Friday, 26 October 2018

Upcycled Paper Clay and Paper Mache decorations and scrapbooking embellishments

 I was inspired by Farrel's DIY plane embellishment she created with Helmar glue and a silicone mould to try making my own embellishments with silicone molds.  I wanted to make someone archival so I used archival paper scraps and Helmar Acid Free Glue to make my embellishments.
I simply tore my paper scraps up and soaked them in water overnight.  I then pulped them with a blender.  Squeeze as much liquid out of the pulp that you can.  Then add Helmar Acid Free Glue to your pulp until you have a clay consistency.

Place you clay into your mold and allow to dry.  I hit it with the heat gun for about 10 minutes and then left it over night.

I then painted my embellishments.  I coloued the Jack 'O' Lantern's eyes, mouth and nose with a fine detail brush and black ink spray.  I used a normal brush to pain the main areas and to dry brush details were needed with some Vicki Boutin and Dyan Wakely paints.  I got some black ink mixed into my yellow paint when painting my moon and stars and I love the effect, the feel more Halloweenish.

I used Helmar Premium Craft Glue to add some bakers twine from the October 2017 kit from Scrapping Fun Kits as the handle of the Trick or Treat bag.

Now my paper clay embellishments are ready to use when recording my memories or when making decorations for Halloween.  Hmm I might make a banner with these cuties.

Since I had some paper clay left over and inspired by a post I saw on Pinterest I decided to make a paper mache pumpkin stack.   I felt this could be a great way to use those single use plastic bags that have now been banned where I live but many of us have a heap of and any other non-recyclable soft plastic.  So I stuffed my bags with single use plastic bags and any packaging that wasn't recyclable but was soft and clean.
I wound some washi around each bag to get the desired shape and then set to work applying paper mache to each pumpkin.
The top pumpkin was small enough to do on my desk so here is a video of how I did each pumpkin.

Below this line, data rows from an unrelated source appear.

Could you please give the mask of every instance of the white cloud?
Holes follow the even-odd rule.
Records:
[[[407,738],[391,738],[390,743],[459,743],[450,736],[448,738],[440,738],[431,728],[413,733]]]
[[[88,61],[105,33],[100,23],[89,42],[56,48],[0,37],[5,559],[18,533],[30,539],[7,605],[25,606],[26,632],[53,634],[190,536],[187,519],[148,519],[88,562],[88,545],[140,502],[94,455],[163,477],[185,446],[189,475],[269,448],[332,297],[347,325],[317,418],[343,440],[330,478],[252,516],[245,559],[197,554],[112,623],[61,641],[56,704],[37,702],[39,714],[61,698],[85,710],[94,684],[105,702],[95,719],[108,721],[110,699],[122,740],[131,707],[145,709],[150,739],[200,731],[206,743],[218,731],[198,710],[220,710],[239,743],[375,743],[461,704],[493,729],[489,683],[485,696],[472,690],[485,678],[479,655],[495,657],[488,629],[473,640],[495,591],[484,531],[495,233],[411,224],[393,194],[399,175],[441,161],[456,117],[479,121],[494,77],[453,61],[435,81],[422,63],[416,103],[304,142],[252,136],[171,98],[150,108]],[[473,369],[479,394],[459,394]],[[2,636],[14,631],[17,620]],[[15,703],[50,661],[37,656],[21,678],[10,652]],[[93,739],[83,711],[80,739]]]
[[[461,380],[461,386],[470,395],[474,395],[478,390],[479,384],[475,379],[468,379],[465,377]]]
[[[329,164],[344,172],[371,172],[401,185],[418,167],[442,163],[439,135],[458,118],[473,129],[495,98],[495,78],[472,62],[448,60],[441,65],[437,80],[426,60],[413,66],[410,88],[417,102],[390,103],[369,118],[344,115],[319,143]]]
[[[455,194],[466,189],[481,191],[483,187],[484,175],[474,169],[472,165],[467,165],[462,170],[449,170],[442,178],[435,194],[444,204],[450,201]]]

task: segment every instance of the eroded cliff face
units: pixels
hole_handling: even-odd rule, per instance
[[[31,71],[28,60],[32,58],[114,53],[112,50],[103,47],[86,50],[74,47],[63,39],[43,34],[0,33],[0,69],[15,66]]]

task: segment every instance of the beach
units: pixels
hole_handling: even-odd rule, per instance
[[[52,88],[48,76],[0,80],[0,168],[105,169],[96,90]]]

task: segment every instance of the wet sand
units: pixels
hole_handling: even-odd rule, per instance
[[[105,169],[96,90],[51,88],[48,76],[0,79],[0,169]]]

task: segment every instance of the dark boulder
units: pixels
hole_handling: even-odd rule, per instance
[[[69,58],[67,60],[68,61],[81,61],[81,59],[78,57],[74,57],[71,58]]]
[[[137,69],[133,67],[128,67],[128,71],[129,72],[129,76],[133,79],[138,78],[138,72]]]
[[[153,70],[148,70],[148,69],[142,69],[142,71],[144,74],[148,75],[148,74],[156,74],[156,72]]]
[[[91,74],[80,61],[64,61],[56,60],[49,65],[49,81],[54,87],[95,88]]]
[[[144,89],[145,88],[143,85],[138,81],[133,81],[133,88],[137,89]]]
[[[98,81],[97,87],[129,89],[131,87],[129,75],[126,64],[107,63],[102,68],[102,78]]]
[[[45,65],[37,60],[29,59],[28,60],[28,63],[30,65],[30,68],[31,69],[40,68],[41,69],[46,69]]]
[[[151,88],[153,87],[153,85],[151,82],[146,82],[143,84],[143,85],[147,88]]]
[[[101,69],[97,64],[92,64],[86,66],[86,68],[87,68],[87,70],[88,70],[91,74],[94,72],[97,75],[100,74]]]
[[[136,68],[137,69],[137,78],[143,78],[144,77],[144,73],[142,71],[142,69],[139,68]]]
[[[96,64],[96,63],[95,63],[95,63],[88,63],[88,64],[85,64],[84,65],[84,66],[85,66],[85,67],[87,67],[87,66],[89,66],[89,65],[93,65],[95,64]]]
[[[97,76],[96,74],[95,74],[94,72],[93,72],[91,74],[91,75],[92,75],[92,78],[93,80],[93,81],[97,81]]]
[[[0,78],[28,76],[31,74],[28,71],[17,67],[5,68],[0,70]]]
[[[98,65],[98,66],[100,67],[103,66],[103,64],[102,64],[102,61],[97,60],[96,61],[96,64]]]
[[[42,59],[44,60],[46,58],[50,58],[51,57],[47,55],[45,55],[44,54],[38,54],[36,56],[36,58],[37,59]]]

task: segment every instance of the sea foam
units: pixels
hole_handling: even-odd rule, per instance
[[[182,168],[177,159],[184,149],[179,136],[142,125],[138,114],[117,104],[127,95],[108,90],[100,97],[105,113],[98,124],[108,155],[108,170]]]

I used a assortment of Helmar white glues as I was towards the end or each bottle so it was a great way to use them up.   Glues I used to apply my paper were Helmar Decoupage & Craft Glue, Helmar Tacky Glue and Helmar Craft & Hobby PVA.  I added 1 part water to 4 parts glue.
Due to limited space to craft I had to do each pumpkin individually and wait for them to dry between each layer so this made this project much more time consuming than if I could do 1 coat on all of them, let that dry and repeat.  So the time it took me is not a good gauge of how long this project will take.

I planned to not use a pole/pipe in the middle but I found a scrap piece of PVC pipe from my son's Physics assignment and used it to make the stack a stronger stack.  I decided to seal each pumpking top.  First I tried tape and then I grabbed my Helmar Premium Craft Glue and ran it round where the paper mache and pip meet, adding scraps to fill in gaps if needed.

I needed to make a 4th pumpkin as once I squished the pumpkins down a little and sealed with the Helmar Premium Craft Glue there was extra pipe left to cover.    This is the one that is in the above video.
Once the 4th pumpkin was on I used my left over paper clay to make the stalk.  I left this to dry for 48 hours before painting.

The boys and I spent a day applying coats of orange paint to our pumpkin stack.

Once it had a good coat of orange on it I applied watered down brown paint in small sections and then wiped off the paint before it dried.  This helps add detail to the pumpkins.  I also painted the stalk brown.

I love how my pumpkin stack turned out.  I love that it is much more environmentally friendly than anything I could buy.

And I just had to make a cute Banner with my paper clay embellishments.   A blog post and process video for making the banner will be up on my blog and YouTube channel shortly.

So why not save any clean soft plastic you have that is not recyclable and use it to make a paper mache decoration.  Great for the budget and the environment, so a win win.